ROSCOE POUND, NEBRASKA'S FIRST FANATIC

Roscoe Pound, who is best known as a prominent lawyer and Dean of the Harvard Law School, was a recent University of Nebraska graduate when the first Nebraska football team was formed in 1890. Pound was perhaps Nebraska's first die-hard fan. He threw himself into football, often traveled with the team covering their games for the campus paper. At times he even officiated games. But as a booster of Nebraska football and university spirit Pound was at his finest.

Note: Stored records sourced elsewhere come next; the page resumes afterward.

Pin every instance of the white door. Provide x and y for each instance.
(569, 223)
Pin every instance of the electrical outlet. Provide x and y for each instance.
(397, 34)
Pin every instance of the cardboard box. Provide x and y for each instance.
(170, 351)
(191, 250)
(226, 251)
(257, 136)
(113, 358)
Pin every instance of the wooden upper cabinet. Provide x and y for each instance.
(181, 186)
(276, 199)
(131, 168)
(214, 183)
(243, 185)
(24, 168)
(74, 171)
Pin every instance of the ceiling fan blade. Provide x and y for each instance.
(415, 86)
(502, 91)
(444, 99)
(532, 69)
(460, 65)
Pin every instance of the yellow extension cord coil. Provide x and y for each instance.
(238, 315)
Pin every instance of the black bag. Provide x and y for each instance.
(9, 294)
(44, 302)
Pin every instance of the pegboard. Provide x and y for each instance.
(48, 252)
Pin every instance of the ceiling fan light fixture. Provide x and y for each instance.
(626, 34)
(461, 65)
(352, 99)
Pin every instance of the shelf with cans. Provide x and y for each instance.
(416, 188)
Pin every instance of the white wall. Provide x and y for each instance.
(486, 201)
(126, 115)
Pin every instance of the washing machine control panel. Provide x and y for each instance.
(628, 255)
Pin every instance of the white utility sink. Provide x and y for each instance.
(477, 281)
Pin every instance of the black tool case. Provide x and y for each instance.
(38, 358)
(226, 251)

Pound was among the handful of students and professors who rode with the team to their first match against Omaha's YMCA. Pound led the fans and players in songs and chants he wrote for the occasion, in Latin! The Omaha World Herald disparagingly reported that, "the visitors were accompanied by a delegation of their Lincoln friends who carried flags of a dull brindle color and gave vent to a series of yells of still more dismal hue." The University team won the game, urged on by Pound's songs, chants and flag schemes. The Hesperian reported that his fellow fans voted him, "the most enthusiastic man of our party."

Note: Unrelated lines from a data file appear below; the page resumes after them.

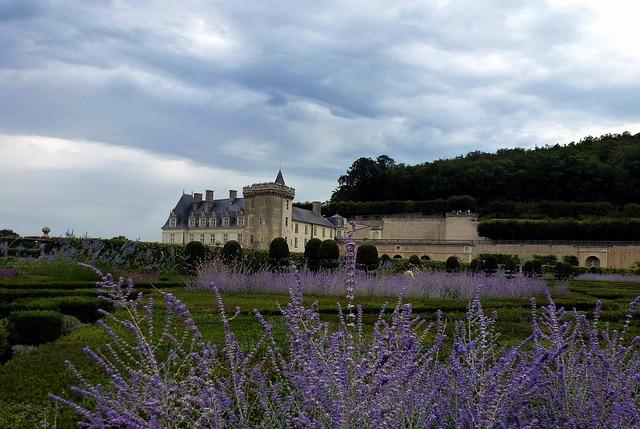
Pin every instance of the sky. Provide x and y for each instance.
(109, 110)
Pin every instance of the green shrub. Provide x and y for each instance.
(84, 309)
(312, 253)
(231, 251)
(367, 257)
(5, 347)
(490, 265)
(571, 260)
(279, 252)
(329, 254)
(34, 327)
(452, 264)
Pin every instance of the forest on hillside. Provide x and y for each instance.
(595, 169)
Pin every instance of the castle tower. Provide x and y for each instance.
(268, 208)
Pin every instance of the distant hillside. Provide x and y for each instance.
(605, 169)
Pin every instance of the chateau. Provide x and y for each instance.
(264, 212)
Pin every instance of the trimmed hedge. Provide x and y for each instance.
(34, 327)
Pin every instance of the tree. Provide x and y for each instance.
(329, 254)
(279, 252)
(312, 253)
(367, 257)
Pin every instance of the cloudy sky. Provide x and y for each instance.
(109, 109)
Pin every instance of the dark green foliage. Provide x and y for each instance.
(5, 347)
(594, 169)
(329, 254)
(490, 264)
(367, 257)
(562, 271)
(452, 264)
(231, 251)
(571, 260)
(279, 252)
(561, 229)
(631, 210)
(84, 309)
(461, 202)
(34, 327)
(312, 253)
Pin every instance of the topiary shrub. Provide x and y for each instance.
(490, 265)
(279, 252)
(34, 327)
(231, 251)
(452, 264)
(84, 309)
(5, 347)
(414, 260)
(194, 254)
(312, 253)
(367, 257)
(329, 254)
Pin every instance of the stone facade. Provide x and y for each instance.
(264, 212)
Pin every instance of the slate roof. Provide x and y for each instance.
(304, 215)
(218, 208)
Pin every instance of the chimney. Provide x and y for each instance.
(317, 208)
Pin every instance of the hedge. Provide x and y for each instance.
(561, 229)
(34, 327)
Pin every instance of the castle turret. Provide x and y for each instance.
(268, 208)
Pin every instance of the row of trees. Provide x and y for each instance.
(606, 169)
(561, 229)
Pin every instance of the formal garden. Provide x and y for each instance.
(187, 336)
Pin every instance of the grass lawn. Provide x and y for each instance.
(27, 378)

Pound's enthusiasm was contagious. When the train arrived in Lincoln the fans had taken over an entire car with boisterous enthusiasm. They rolled out on to the street meeting a group of fellow students. The crowd proceeded to tour Lincoln singing Pound's songs, serenading the State Journal building, professors and the secretary of the Board of Regents, before being broken up and sent home.

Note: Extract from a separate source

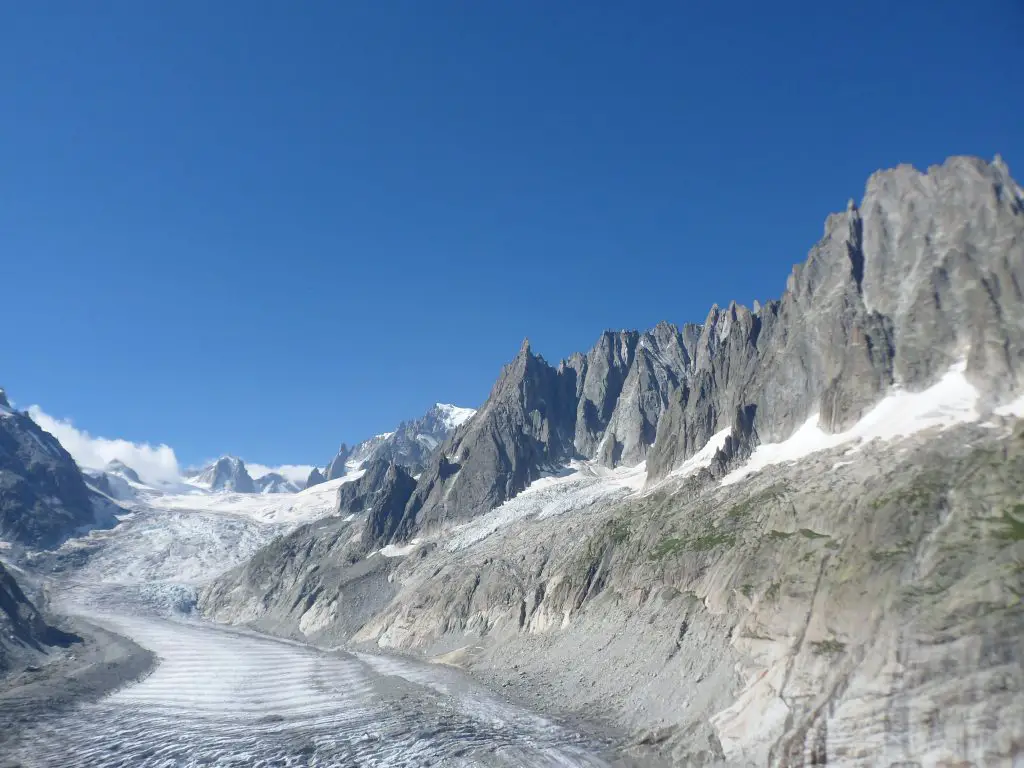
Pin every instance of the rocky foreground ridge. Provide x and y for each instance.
(591, 539)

Pound's grassroots songs, cheering and general enthusiasm formed the basis of Nebraska fan behavior. Decade after decade fans have proven their loyalty and pride in the team. By 1902 Cornhusker football was so popular that 3,000 Nebraskans boarded trains for a two-day trip to watch their team defeat Minnesota. Most teams, at the time, could barely muster a crowd of a 1,000 for a home game. But intense rivalries like the ones Nebraska held with Minnesota, Pittsburgh and Notre Dame drew increasingly immense and intense crowds.

Sixteen thousand spectators gathered around Nebraska Field in 1922 to watch the Huskers play Notre Dame. Fans packed the sidelines while others sought perches in trees. Hundreds gathered on top of a coal pile to catch a glimpse of the game. Cornhusker fans happily shelled out thousands of dollars for the new stadium that was completed the next year.